C'est de lui que le référendum sur l'appartenance du Royaume-Uni à l'Union européenne est venu. En janvier 2013, David Cameron, alors Premier ministre, annonce la tenue d'une telle consultation en cas de victoire de son Parti conservateur aux élections générales de 2015. Une manière de résoudre une fois pour toutes la querelle entre europhiles et eurosceptiques au sein de sa formation et d'endiguer la montée du parti europhobe Ukip.

Les Tories remportent le scrutin, ce qui entraîne la convocation du référendum promis, le 23 juin 2016. David Cameron, qui fait campagne pour le maintien de son pays dans l'UE, est persuadé que le Brexit va être rejeté. Une mauvaise intuition, puisque le «Leave» l'emporte, poussant le Premier ministre à la démission.

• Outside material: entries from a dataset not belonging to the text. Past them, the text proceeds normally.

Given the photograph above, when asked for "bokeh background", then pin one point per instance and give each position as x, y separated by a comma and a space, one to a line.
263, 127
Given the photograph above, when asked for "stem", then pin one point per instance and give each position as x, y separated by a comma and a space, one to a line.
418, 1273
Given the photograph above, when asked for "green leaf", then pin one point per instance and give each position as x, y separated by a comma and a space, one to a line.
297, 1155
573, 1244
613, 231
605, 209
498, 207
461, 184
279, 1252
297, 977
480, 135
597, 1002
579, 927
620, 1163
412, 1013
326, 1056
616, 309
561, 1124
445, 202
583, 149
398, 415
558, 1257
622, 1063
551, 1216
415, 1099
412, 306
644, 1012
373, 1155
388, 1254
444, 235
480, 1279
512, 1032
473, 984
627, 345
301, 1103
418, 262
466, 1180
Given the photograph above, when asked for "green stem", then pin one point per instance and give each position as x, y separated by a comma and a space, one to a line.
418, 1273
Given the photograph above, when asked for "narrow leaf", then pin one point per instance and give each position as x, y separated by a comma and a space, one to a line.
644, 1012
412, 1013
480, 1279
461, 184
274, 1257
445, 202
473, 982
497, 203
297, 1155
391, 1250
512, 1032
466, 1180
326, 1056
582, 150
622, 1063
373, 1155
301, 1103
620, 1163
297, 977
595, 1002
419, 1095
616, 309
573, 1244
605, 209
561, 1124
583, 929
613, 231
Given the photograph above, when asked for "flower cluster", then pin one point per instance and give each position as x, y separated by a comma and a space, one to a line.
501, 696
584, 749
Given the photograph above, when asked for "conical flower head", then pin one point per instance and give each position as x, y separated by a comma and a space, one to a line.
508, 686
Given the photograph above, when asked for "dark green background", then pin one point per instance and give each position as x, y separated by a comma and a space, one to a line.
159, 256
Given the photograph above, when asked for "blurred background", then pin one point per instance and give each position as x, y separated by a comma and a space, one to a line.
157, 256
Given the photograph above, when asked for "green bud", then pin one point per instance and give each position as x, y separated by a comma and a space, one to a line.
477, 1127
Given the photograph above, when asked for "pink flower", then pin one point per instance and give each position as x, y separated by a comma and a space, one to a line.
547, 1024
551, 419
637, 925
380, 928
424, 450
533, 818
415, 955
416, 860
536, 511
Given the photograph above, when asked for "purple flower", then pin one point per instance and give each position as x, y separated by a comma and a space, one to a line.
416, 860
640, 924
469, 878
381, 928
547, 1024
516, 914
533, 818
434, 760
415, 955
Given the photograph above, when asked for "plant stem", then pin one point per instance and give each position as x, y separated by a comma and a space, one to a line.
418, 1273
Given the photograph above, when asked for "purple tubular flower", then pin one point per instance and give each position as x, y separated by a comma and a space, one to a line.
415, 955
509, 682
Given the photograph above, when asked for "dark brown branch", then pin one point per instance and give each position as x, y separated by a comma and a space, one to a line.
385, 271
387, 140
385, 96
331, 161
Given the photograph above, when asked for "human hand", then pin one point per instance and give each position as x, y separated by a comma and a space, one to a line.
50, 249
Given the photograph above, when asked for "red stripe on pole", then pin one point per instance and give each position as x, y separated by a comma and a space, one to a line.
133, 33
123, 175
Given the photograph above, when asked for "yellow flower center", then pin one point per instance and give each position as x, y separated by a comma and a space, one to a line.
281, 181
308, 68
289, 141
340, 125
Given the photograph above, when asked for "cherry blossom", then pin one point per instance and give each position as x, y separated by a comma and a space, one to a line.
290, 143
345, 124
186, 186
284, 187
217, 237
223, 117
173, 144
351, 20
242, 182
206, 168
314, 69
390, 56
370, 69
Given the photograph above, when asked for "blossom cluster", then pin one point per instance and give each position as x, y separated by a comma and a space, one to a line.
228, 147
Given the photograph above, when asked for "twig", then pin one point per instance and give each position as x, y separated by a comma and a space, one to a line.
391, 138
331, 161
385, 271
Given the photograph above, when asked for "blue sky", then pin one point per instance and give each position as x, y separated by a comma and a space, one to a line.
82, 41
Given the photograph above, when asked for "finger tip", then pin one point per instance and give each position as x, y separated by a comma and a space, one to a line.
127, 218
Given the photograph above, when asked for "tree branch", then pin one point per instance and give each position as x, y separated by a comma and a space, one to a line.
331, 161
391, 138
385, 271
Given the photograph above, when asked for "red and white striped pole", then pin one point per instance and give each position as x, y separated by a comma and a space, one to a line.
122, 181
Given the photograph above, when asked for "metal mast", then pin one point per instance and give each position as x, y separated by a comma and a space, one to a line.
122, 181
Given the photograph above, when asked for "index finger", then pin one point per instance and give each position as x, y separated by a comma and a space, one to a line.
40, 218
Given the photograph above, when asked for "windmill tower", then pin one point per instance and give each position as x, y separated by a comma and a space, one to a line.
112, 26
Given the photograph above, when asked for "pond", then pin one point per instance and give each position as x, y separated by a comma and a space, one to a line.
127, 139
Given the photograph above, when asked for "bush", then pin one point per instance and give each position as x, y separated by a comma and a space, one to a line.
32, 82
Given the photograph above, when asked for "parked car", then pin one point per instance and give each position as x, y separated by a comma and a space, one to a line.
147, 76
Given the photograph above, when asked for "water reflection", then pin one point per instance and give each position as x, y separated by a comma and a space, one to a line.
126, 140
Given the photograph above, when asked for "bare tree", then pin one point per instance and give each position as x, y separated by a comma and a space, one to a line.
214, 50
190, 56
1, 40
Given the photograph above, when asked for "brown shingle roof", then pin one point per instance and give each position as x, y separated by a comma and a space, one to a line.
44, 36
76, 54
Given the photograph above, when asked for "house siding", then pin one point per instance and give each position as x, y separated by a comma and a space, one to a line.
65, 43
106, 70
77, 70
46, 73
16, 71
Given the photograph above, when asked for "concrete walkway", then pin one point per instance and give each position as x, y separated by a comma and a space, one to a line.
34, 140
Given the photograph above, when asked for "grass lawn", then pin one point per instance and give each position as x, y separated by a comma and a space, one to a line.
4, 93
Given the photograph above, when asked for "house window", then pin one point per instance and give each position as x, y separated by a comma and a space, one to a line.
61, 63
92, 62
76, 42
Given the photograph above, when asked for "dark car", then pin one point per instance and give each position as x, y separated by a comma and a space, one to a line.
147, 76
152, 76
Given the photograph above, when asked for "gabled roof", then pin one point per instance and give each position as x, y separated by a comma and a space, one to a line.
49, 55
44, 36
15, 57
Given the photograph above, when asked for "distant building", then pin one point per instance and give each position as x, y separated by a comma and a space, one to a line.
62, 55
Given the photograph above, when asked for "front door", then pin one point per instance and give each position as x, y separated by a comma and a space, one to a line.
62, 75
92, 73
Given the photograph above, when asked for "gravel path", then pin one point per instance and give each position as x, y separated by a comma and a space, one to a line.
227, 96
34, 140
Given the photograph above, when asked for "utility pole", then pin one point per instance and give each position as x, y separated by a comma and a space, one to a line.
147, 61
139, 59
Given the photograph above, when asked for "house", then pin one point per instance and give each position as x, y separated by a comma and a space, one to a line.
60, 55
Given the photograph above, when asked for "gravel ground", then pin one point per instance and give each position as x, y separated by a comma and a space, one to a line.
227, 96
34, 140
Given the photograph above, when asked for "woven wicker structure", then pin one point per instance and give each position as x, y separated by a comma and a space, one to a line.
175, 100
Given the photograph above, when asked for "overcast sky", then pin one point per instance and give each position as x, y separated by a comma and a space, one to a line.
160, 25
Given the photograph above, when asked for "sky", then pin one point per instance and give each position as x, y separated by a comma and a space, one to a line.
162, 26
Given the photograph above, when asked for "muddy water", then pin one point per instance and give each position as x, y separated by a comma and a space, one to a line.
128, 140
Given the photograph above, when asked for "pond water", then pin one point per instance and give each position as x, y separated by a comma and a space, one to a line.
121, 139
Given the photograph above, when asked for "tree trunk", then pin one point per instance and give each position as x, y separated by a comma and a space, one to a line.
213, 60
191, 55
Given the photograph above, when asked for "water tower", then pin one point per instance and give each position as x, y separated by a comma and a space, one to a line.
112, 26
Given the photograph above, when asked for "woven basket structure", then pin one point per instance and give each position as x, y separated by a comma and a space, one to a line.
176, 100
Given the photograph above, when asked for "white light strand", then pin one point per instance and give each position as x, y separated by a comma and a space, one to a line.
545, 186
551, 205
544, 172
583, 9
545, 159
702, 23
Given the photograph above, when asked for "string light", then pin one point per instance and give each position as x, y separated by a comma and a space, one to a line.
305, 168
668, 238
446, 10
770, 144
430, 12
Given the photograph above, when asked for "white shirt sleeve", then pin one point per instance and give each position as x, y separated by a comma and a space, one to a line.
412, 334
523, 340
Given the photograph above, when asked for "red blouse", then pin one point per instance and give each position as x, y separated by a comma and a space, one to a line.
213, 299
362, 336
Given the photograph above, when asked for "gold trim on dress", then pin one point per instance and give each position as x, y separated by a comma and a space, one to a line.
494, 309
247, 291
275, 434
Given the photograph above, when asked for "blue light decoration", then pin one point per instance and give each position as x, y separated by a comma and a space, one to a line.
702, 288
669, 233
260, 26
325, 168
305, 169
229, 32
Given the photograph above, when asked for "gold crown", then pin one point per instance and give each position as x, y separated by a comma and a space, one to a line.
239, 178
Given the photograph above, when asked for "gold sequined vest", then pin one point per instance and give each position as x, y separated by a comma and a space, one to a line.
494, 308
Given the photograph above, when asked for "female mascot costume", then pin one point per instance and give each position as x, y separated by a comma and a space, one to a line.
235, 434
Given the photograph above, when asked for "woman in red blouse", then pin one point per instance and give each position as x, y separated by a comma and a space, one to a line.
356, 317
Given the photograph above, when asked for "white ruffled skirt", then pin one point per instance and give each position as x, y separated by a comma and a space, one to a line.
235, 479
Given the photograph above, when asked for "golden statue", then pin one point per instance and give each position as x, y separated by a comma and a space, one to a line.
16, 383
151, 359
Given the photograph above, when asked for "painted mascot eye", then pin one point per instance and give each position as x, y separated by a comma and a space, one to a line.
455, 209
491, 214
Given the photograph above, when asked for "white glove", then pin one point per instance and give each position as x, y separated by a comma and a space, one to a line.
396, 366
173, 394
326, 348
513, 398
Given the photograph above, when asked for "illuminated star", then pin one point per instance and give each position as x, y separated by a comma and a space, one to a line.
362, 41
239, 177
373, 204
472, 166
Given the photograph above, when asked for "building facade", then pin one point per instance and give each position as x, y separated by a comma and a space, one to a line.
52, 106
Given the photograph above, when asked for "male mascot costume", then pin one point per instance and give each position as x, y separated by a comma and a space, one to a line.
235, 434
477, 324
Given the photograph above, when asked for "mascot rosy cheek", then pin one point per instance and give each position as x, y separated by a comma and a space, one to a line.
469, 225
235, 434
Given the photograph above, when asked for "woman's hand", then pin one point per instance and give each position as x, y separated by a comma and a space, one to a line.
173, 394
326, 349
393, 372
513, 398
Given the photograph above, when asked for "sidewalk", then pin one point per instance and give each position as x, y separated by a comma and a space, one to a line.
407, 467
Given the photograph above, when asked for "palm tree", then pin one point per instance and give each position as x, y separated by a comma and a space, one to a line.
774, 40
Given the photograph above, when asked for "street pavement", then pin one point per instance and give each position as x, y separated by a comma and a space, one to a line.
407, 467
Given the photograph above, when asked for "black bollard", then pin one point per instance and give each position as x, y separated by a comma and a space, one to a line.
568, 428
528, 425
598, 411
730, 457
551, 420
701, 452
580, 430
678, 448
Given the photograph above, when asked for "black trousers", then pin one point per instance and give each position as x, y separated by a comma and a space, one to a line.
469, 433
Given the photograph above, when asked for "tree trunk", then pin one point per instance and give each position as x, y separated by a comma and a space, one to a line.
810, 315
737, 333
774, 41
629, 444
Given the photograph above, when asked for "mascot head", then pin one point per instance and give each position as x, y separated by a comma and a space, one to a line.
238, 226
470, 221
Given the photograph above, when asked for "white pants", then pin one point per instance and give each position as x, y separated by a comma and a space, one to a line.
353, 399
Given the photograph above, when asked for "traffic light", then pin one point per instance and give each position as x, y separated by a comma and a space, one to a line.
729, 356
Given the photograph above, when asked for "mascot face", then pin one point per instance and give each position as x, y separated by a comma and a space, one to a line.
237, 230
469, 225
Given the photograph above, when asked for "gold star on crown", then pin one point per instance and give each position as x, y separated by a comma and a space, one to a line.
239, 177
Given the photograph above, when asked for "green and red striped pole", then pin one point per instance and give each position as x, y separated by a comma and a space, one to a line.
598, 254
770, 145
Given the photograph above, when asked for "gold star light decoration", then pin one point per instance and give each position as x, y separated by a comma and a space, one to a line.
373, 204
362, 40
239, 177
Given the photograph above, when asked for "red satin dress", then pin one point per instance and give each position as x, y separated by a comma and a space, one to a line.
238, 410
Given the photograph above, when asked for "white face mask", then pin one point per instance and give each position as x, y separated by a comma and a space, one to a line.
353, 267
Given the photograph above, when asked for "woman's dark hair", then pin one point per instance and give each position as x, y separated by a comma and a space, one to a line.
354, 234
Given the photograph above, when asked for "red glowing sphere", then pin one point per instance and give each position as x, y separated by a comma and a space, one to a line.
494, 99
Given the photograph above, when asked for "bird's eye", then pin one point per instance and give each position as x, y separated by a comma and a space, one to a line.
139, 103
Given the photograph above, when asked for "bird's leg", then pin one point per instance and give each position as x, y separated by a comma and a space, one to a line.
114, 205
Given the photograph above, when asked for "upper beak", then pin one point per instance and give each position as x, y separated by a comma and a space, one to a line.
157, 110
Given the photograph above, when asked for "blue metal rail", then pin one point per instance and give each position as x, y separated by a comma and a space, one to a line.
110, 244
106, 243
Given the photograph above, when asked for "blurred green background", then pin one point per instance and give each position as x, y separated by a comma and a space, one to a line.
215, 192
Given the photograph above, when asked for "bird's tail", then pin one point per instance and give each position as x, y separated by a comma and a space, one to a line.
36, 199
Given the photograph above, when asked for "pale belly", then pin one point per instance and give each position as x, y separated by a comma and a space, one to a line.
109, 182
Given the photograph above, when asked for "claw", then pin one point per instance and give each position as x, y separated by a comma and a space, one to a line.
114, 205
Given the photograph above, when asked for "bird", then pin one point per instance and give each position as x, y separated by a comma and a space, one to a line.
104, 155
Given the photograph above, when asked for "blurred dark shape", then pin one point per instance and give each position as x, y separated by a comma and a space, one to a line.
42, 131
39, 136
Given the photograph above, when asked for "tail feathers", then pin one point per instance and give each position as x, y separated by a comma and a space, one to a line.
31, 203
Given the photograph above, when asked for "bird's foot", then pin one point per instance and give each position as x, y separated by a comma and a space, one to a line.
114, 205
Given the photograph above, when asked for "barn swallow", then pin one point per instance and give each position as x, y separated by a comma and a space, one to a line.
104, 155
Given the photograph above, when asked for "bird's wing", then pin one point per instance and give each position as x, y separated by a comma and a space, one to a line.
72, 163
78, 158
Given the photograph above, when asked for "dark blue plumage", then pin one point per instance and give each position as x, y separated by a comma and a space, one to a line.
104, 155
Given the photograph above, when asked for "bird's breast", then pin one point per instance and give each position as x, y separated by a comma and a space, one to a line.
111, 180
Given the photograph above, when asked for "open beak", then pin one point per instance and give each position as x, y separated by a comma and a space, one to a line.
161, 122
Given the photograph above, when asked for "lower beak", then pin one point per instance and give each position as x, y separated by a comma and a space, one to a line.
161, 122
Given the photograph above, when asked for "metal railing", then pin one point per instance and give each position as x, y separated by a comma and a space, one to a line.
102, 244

Depuis, l'ex-dirigeant conservateur de 52 ans, qui a également quitté son poste de député en 2016, se fait discret dans les médias. Il a rejoint récemment une entreprise américaine spécialisée dans l'intelligence artificielle, Afiniti, pour présider son comité consultatif, au sein duquel il côtoie notamment l'ex-Premier ministre français François Fillon.

Sur le plan personnel, David Cameron doit publier ses mémoires, intitulées For the Record («Pour information» en français) au mois de septembre prochain, soit avant la date du Brexit, prévue le 31 octobre. Pour ce livre, l'ancien Premier ministre a décroché un contrat extrêmement lucratif avec l'éditeur William Collins, estimé à 800 000 livres, soit environ 920 000 euros.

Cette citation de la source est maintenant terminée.